3. Not Reading Policy Exclusions
Doctors are often pressed for time and assume that once the premium is paid, “everything is covered.” Unfortunately, this is far from reality. Every indemnity policy has specific exclusions and being unaware of these can lead to unpleasant surprises.
Common exclusions include:
- Criminal acts or fraudulent behaviour
- Cosmetic procedures without informed consent
- Practising outside your declared speciality
- Employment disputes or defamation cases
For example, if you perform a hair transplant (a cosmetic procedure) without proper documentation and consent, and the patient sues you, your insurer may refuse to pay.
How to Avoid This Mistake:
✔ Take the time to read the policy wording carefully.
✔ Ask your insurer or advisor for a clear explanation of exclusions in simple language.
✔ Ensure that your policy aligns with your actual scope of practice—and update it when your practice expands.
4. Depending Solely on Employer’s Cover
Many doctors employed in hospitals or corporate chains assume that the employer’s indemnity cover is sufficient. But this assumption is risky.
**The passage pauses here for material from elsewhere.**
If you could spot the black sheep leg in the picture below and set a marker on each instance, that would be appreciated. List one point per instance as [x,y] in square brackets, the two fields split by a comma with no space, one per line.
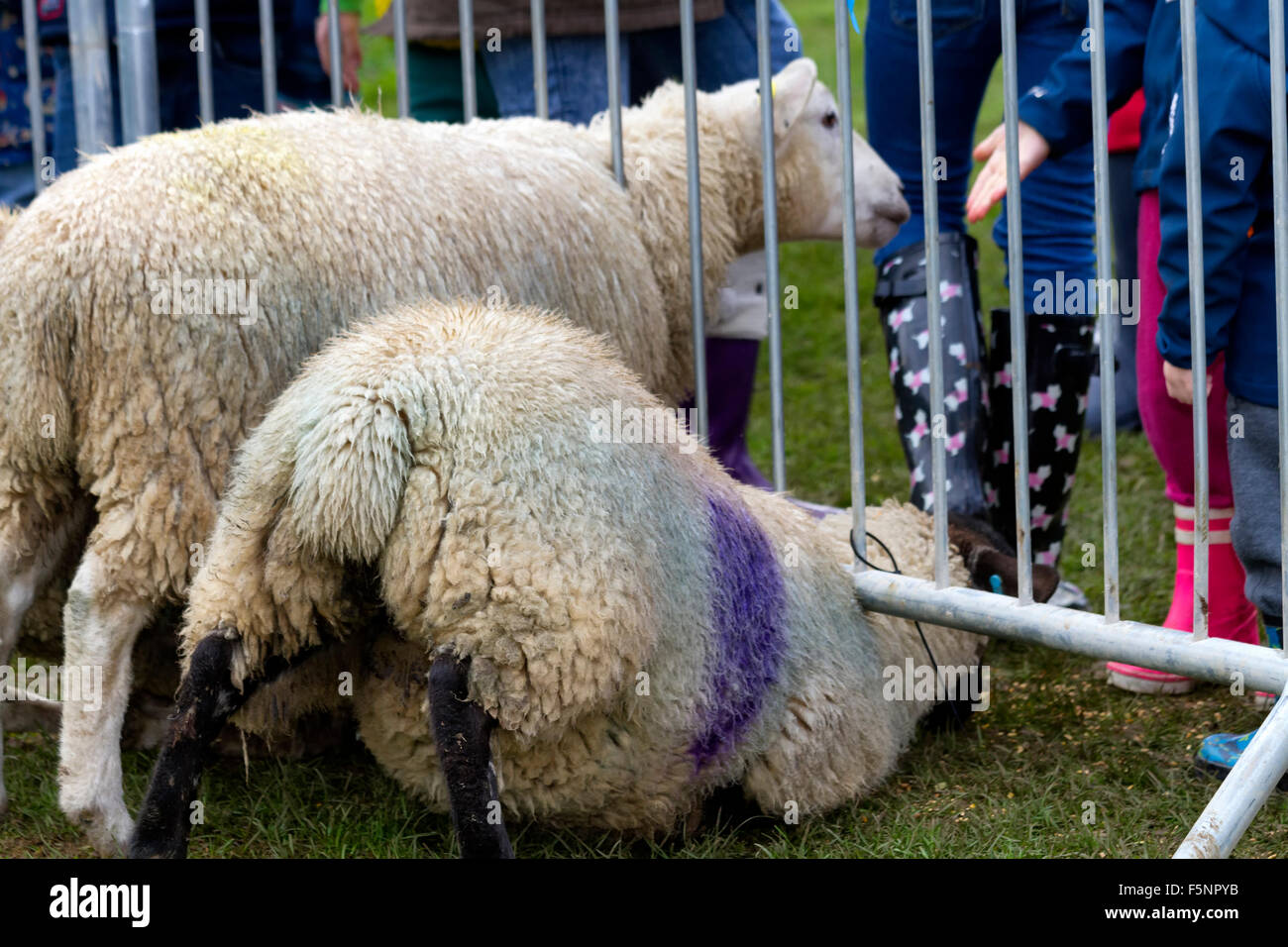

Employer-provided policies are designed primarily to protect the hospital, not the individual doctor. If a medico-legal case arises, the hospital may defend itself aggressively, and your interests might not align with theirs. In some cases, hospitals even recover compensation from doctors through salary deductions or legal action.
Consider this scenario:
A hospital’s policy covers “hospital liability” but excludes doctors’ personal negligence. The patient sues both the hospital and the attending doctor. The hospital uses its policy to settle its share but leaves you to fight your case alone.
How to Avoid This Mistake:
✔ Always buy your own personal indemnity policy, regardless of your employment status.
✔ Make sure your policy covers legal defence costs, as these can be extremely high.
✔ Do not assume corporate backing equals personal protection; it often does not.
5. Missing Annual Renewals
This mistake is deceptively simple but extremely dangerous. If your policy lapses even for a single day, you may face a period without cover. And remember, claims can arise from incidents that happened during an uncovered period, even if you were insured before and after that gap.
Additionally, some policies operate on a “claims-made” basis, meaning they only cover claims reported during the active policy period. A lapse could break this chain and leave you unprotected.
How to Avoid This Mistake:
✔ Set multiple reminders well before the renewal date.
✔ Opt for auto-debit or standing instructions to avoid accidental lapses.
✔ If you switch insurers, ensure continuous coverage by overlapping start dates.
Why Avoiding These Pitfalls Matters
Medical professionals today face a higher risk of litigation than ever before. Increased patient awareness, consumer protection laws, and aggressive legal marketing have led to a surge in medico-legal claims.
By avoiding these five mistakes, you are not just protecting your finances, you are safeguarding your reputation, mental well-being, and ability to practice medicine without constant fear.